Eu tô morrendo de vergonha. Tento soltar a mão do Coroa, mas ele aperta mais e mais. Dói um pouquinho, mas eu tô gostando.
— Pode deixar que ela não será exposta a nada imoral. Eu garanto e agradeço a sua insistência. Mas ela fica na minha casa e ponto.
— Não se preocupe, eu quero ficar com ele. Não vejo problema. — As palavras saem, nem sei o que estou fazendo.
O pastor olhou pra mim com dó e o filho dele parecia nervoso, porém impotente.
Saímos da igreja. O sol tá castigando. Coroa solta minha cintura só quando já tá na rua. Eu respiro fundo, aliviada e… estranhamente triste.
A gente sobe o morro em silêncio. Eu vou na frente, ele atrás. Quando chegamos num beco mais estreito, ele segura meu braço, me vira de frente pra ele.

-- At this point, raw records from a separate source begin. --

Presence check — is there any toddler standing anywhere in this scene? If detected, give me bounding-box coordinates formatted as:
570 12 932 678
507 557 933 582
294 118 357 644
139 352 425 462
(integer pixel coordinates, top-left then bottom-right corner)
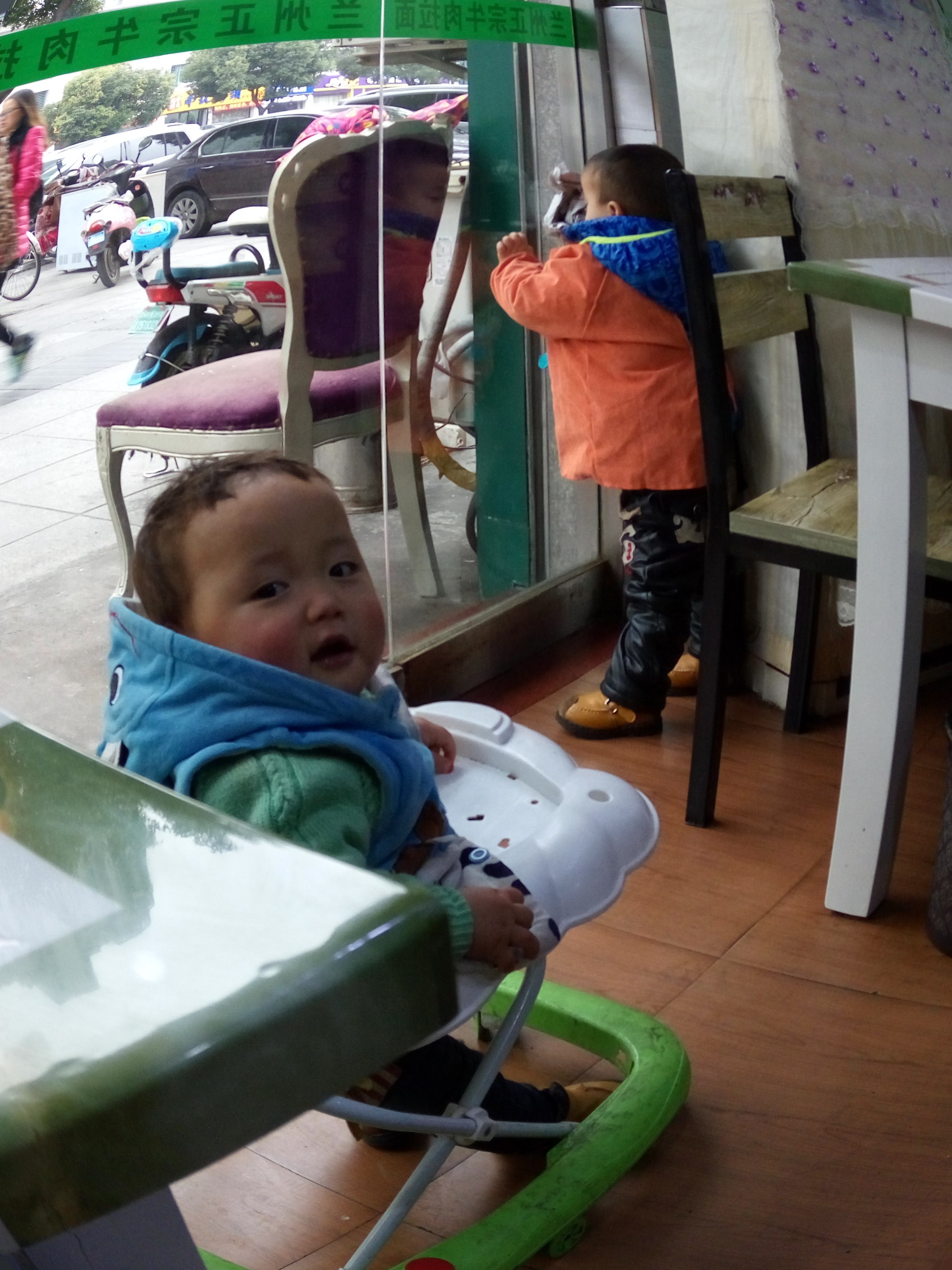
491 145 725 739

— Aquele filhote de pastor te olhou demais — rosna.
Eu engulo seco.
— Ele só foi educado…
— Educado uma ova. Eu conheço esse tipo de olhar.

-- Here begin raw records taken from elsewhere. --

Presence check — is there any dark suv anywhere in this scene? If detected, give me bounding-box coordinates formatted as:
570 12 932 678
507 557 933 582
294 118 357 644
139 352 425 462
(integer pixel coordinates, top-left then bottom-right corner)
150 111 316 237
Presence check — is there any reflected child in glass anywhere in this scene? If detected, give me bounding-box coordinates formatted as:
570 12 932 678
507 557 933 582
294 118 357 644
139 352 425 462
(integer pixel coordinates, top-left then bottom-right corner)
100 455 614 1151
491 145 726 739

— E qual é o tipo? — pergunto, desafiando sem querer.
Ele chega mais perto. Tão perto que eu sinto o cheiro de cigarro e perfume caro.
— O tipo que quer comer o que é meu.
Eu abro a boca. Fecho. Abro de novo.
— Eu… eu não sou sua, Coroa. E ele não é esse tipo de homem.

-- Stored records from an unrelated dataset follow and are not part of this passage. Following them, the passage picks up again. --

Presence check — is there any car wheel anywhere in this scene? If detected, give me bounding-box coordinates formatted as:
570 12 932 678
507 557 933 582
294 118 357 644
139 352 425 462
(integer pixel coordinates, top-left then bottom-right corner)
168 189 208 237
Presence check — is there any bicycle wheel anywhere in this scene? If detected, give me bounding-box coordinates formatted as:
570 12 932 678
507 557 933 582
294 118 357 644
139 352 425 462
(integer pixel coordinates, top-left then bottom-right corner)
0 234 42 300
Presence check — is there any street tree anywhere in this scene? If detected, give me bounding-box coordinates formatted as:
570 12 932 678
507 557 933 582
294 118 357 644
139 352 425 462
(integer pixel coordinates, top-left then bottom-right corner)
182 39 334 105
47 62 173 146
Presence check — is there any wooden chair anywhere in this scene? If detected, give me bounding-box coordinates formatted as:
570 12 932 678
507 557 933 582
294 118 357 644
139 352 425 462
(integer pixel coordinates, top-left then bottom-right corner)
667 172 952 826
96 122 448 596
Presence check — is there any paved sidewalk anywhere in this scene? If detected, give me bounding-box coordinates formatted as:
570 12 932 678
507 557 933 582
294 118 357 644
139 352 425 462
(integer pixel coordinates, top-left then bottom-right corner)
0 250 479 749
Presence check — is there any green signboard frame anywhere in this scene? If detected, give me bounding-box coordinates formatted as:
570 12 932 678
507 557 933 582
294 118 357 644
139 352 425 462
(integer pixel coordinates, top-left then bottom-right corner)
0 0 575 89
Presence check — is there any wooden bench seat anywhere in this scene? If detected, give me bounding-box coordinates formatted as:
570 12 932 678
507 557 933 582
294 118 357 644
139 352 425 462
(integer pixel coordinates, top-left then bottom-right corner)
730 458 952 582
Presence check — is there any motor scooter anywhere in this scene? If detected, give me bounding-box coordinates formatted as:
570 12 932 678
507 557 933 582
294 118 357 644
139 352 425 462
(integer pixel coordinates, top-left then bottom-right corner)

Ele sorri. Um sorriso perigoso, lento.
— Todos são Barbie, todos. Você ainda não é minha.
Eu fico sem ar. Ele solta meu braço e continua subindo.
Chegamos na casa. Eu vou pro quarto, bato a porta, me jogo na cama. Coração disparado. Rosto quente. Corpo inteiro quente.
No fim da tarde, tô na varanda tomando água de coco, tentando me acalmar. Saul me mandou uma mensagem. Não sei como ele conseguiu meu número (provavelmente o pastor). Só uma frase:
📲 Saul: Se você precisar de ajuda pra sair desse morro… é só me ligar. Qualquer hora.
Eu fico olhando pro celular. Apago a mensagem rapidinho. Mas antes de guardar, ouço passos pesados atrás de mim.
Coroa tá parado na porta da varanda, olhando pro meu celular. Olhando pra mim. A mão direita desce devagar até a pistola na cintura. Os dedos se fecham no cabo.
Eu prendo o ar.
Ele não fala nada. Só me encara.
E naquele segundo eu entendo tudo.
Esse homem não tá só me protegendo do morro.
Ele tá me protegendo dele mesmo.
E tá perdendo a batalha.
Deus do céu… o que que eu faço agora?